For CSV format, you should have:
- `expression.csv`: Cell x protein expression matrix
- `coordinates.csv`: Cell spatial coordinates (x, y)
- `metadata.csv` (optional): Additional cell metadata

In [None]:
# Load data based on format
if DATA_FORMAT == 'csv':
    # Load from QuPath CSV export
    adata = load_qupath_csv(
        csv_dir=DATA_DIR,
        sample_name=SAMPLE_NAME,
        expression_file=f"{SAMPLE_NAME}_expression.csv",
        coordinates_file=f"{SAMPLE_NAME}_coordinates.csv",
        metadata_file=f"{SAMPLE_NAME}_metadata.csv"
    )
elif DATA_FORMAT == 'qptiff':
    # Load from qptiff file
    from utils.analysis_utils import load_qptiff_data
    qptiff_file = DATA_DIR / f"{SAMPLE_NAME}.qptiff"
    adata = load_qptiff_data(qptiff_file, SAMPLE_NAME)
else:
    raise ValueError(f"Unknown data format: {DATA_FORMAT}")

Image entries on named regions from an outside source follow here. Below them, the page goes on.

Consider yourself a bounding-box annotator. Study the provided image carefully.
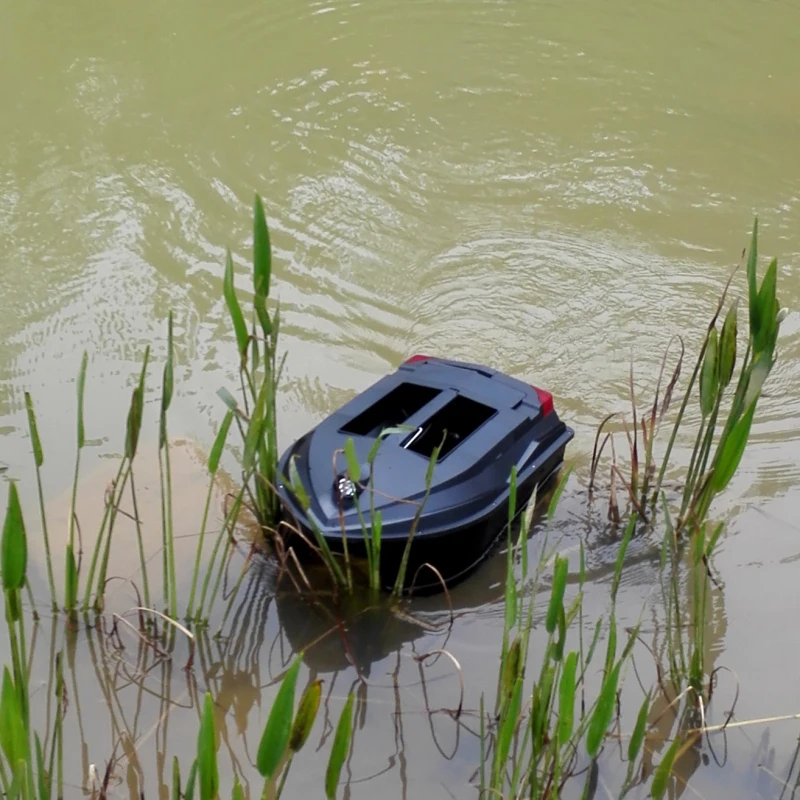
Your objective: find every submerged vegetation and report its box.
[0,197,781,800]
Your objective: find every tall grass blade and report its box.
[545,556,569,634]
[222,250,248,365]
[0,482,28,592]
[197,692,219,800]
[170,756,181,800]
[183,758,197,800]
[753,258,778,355]
[33,733,50,800]
[747,217,760,334]
[69,350,89,550]
[628,692,650,764]
[711,402,756,493]
[558,650,578,747]
[547,467,572,522]
[25,392,58,611]
[256,655,302,780]
[253,195,272,336]
[186,410,233,620]
[700,328,719,419]
[64,544,78,612]
[611,513,636,603]
[0,667,27,769]
[719,299,739,389]
[492,678,522,788]
[158,311,178,619]
[325,692,355,800]
[289,680,322,753]
[586,662,622,758]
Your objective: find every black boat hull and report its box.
[284,431,572,594]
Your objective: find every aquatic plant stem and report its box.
[130,465,150,607]
[85,459,132,611]
[82,457,128,614]
[36,465,55,611]
[186,475,215,621]
[164,442,178,619]
[195,486,244,622]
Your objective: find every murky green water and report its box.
[0,0,800,798]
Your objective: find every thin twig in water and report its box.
[131,606,195,672]
[408,561,455,628]
[413,649,464,719]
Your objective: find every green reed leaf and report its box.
[503,636,522,699]
[0,482,28,591]
[217,386,239,414]
[33,732,50,800]
[711,403,756,492]
[700,328,719,419]
[242,381,268,472]
[208,410,233,475]
[545,556,569,633]
[64,542,78,611]
[125,386,142,460]
[289,680,322,753]
[222,250,248,364]
[256,655,302,780]
[753,258,778,355]
[747,217,761,337]
[253,194,272,306]
[705,522,725,558]
[325,692,355,800]
[197,692,219,800]
[586,661,622,758]
[170,756,181,800]
[78,350,89,449]
[547,467,572,521]
[650,737,681,800]
[0,667,27,764]
[611,514,636,603]
[344,436,361,483]
[25,392,44,468]
[628,692,650,764]
[289,456,311,511]
[495,678,522,780]
[183,759,197,800]
[584,617,603,668]
[719,300,739,389]
[558,650,578,747]
[158,311,175,449]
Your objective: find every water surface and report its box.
[0,0,800,798]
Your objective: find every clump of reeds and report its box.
[0,483,355,800]
[590,219,785,756]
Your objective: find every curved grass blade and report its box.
[256,655,302,780]
[650,738,681,800]
[586,661,622,758]
[545,556,569,633]
[558,650,578,747]
[289,680,322,753]
[222,250,248,365]
[0,482,28,592]
[253,194,272,336]
[197,692,219,800]
[547,467,572,522]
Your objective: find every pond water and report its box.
[0,0,800,798]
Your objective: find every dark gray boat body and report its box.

# Display basic information
print(f"\nDataset shape: {adata.shape}")
print(f"Number of cells: {adata.n_obs}")
print(f"Number of markers: {adata.n_vars}")
print(f"\nMarkers: {list(adata.var_names[:10])}...")

# Check if spatial coordinates are present
if 'spatial' in adata.obsm:
    print(f"\n✓ Spatial coordinates loaded: {adata.obsm['spatial'].shape}")
else:
    print("\n⚠ Warning: No spatial coordinates found")

## 3. Quality Control Metrics

In [None]:
# Calculate QC metrics
adata = calculate_qc_metrics(adata, background_threshold=MAX_BACKGROUND)

# Display QC statistics
print("\nCell-level QC metrics:")
print(adata.obs[['n_markers', 'total_intensity', 'mean_intensity']].describe())

print("\nMarker-level QC metrics:")
print(adata.var[['n_cells', 'mean_expression']].describe())

## 4. QC Visualizations

In [None]:
# Create QC plots
fig, axes = plt.subplots(2, 3, figsize=(15, 10))

# Markers per cell distribution
axes[0, 0].hist(adata.obs['n_markers'], bins=50, edgecolor='black')
axes[0, 0].axvline(MIN_MARKERS, color='red', linestyle='--', label=f'Min threshold={MIN_MARKERS}')
axes[0, 0].set_xlabel('Number of markers per cell')
axes[0, 0].set_ylabel('Frequency')
axes[0, 0].legend()
axes[0, 0].set_title('Markers per Cell')

# Total intensity distribution
axes[0, 1].hist(adata.obs['total_intensity'], bins=50, edgecolor='black')
axes[0, 1].axvline(MIN_INTENSITY, color='red', linestyle='--', label=f'Min threshold={MIN_INTENSITY}')
axes[0, 1].set_xlabel('Total intensity')
axes[0, 1].set_ylabel('Frequency')
axes[0, 1].legend()
axes[0, 1].set_title('Total Intensity per Cell')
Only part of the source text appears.